Moreover, more than two-thirds of Americans do not think Mr. Obama has clearly explained what the U.S. goals are in Iraq. Among members of his own party, more say the president hasn't explained U.S. goals than say he has.
Looking back, most didn't think George W. Bush's administration clearly explained U.S. goals in Iraq either.
Forty-one percent of Americans think Mr. Obama's response to the violence in Iraq has been about right, but 29 percent think he should be doing more (including a majority of Republicans), and 22 percent think he should be doing less.
Among those who disapprove of Mr. Obama's handling of Iraq, 47 percent think he should be doing more, while 33 percent think he should be doing less.
And the president's overall job approval rating has dropped slightly in the wake of the violence in Iraq and the repatriation of Sergeant Bowe Bergdahl. Forty percent now approve of the job he is doing as president, down three points from May. Fifty-four percent now disapprove.
Among Democrats, the president receives a 70 percent approval rating, down from 76 percent in May. His disapproval rating among that group has risen nine points.
The president's ratings on the economy and foreign policy remain more negative than positive. 54 percent disapprove of his handling of the economy. Fifty-eight percent disapprove of his handling of foreign policy - the first time a majority has disapproved of his handling of this issue.
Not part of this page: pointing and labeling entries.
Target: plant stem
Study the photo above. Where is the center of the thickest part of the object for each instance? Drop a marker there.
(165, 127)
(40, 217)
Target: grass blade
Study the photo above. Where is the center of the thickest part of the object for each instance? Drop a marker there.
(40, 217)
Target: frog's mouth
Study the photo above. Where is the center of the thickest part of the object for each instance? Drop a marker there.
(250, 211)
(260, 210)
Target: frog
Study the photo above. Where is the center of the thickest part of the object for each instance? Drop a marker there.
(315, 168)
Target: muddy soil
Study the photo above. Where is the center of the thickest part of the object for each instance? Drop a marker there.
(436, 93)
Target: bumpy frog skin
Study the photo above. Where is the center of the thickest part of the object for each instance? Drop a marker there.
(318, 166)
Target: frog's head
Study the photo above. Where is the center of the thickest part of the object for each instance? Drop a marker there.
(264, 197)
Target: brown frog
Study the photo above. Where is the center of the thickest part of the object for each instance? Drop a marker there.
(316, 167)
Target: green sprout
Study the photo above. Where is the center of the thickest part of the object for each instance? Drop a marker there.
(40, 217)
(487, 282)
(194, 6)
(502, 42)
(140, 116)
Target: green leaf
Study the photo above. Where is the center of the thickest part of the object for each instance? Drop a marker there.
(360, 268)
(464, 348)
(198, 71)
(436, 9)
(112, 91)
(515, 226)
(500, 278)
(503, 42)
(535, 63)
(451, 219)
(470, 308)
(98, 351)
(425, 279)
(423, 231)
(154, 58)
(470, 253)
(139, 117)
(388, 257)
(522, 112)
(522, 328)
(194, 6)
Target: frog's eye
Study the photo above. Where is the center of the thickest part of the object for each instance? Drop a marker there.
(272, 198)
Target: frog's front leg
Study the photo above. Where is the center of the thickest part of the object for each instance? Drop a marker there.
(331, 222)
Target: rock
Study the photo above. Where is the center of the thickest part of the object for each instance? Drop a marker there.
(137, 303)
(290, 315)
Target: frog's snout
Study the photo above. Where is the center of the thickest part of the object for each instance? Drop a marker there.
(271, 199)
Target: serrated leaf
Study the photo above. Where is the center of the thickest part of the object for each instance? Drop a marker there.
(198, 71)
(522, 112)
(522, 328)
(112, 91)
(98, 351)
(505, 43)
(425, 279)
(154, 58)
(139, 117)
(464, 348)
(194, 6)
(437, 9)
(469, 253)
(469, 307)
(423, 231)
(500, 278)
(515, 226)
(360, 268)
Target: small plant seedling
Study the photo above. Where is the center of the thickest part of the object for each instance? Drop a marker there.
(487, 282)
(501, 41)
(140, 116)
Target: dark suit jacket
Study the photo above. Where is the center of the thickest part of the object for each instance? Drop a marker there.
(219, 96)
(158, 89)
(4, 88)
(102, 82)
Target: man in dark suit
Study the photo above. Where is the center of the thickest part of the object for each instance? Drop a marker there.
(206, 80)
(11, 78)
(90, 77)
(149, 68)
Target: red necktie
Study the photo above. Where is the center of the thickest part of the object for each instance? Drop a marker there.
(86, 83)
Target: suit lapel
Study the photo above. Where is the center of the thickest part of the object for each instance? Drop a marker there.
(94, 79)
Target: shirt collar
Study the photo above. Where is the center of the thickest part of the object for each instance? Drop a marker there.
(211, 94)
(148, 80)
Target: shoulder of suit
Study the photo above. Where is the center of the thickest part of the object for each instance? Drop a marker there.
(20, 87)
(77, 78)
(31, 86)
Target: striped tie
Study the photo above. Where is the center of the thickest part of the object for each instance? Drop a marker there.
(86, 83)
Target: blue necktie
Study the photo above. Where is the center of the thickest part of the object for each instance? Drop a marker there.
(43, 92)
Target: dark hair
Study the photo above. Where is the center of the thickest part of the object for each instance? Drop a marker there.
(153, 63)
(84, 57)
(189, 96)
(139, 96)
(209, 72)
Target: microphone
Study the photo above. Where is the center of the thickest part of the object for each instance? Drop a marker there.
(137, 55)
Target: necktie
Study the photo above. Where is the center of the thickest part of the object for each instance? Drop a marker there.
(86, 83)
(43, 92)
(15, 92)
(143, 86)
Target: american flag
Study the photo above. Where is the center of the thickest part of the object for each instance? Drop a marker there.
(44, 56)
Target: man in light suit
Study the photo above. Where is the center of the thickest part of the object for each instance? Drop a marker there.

He fares poorly on terrorism as well: 36 percent now say the policies of the Obama Administration have made the U.S. less safe from terrorism - a high mark for CBS News/New York Times Polls. Just 29 percent of Americans think the administration's policies have made the country safer from terrorism.
There are political differences. Most Republicans (65 percent) think the Obama Administration's policies have made the U.S. less safe, while Democrats (50 percent) are more inclined to think they have made the U.S. safer.
The November Elections
More than four months before the Congressional elections, less than one in four voters say they are very enthusiastic about voting in November, and another 37% are somewhat enthusiastic. Republicans are more enthused than Democrats.
Democrats now have a small three-point lead among all registered voters in the national measure for November's congressional vote (42 to 39 percent). But among voters who are paying a lot of attention to the 2014 campaign, Republicans have the edge, 48 to 43 percent.
National polls are imperfect predictors of the November vote for individual House races.
Two-thirds of voters are paying at least some attention to the campaign, including just 28 percent who are paying a lot of attention.
Congressional approval is now at 14 percent; 78 percent disapprove.
This poll was conducted by telephone June 20-22, 2014 among 1,009 adults nationwide. Data collection was conducted on behalf of CBS News and The New York Times by SSRS of Media, PA. Phone numbers were dialed from samples of both standard land-line and cell phones. The error due to sampling for results based on the entire sample could be plus or minus three percentage points. The error for subgroups may be higher Results based on the sample of veterans is plus or minus eight points. Interviews were conducted in English and Spanish. This poll release conforms to the Standards of Disclosure of the National Council on Public Polls.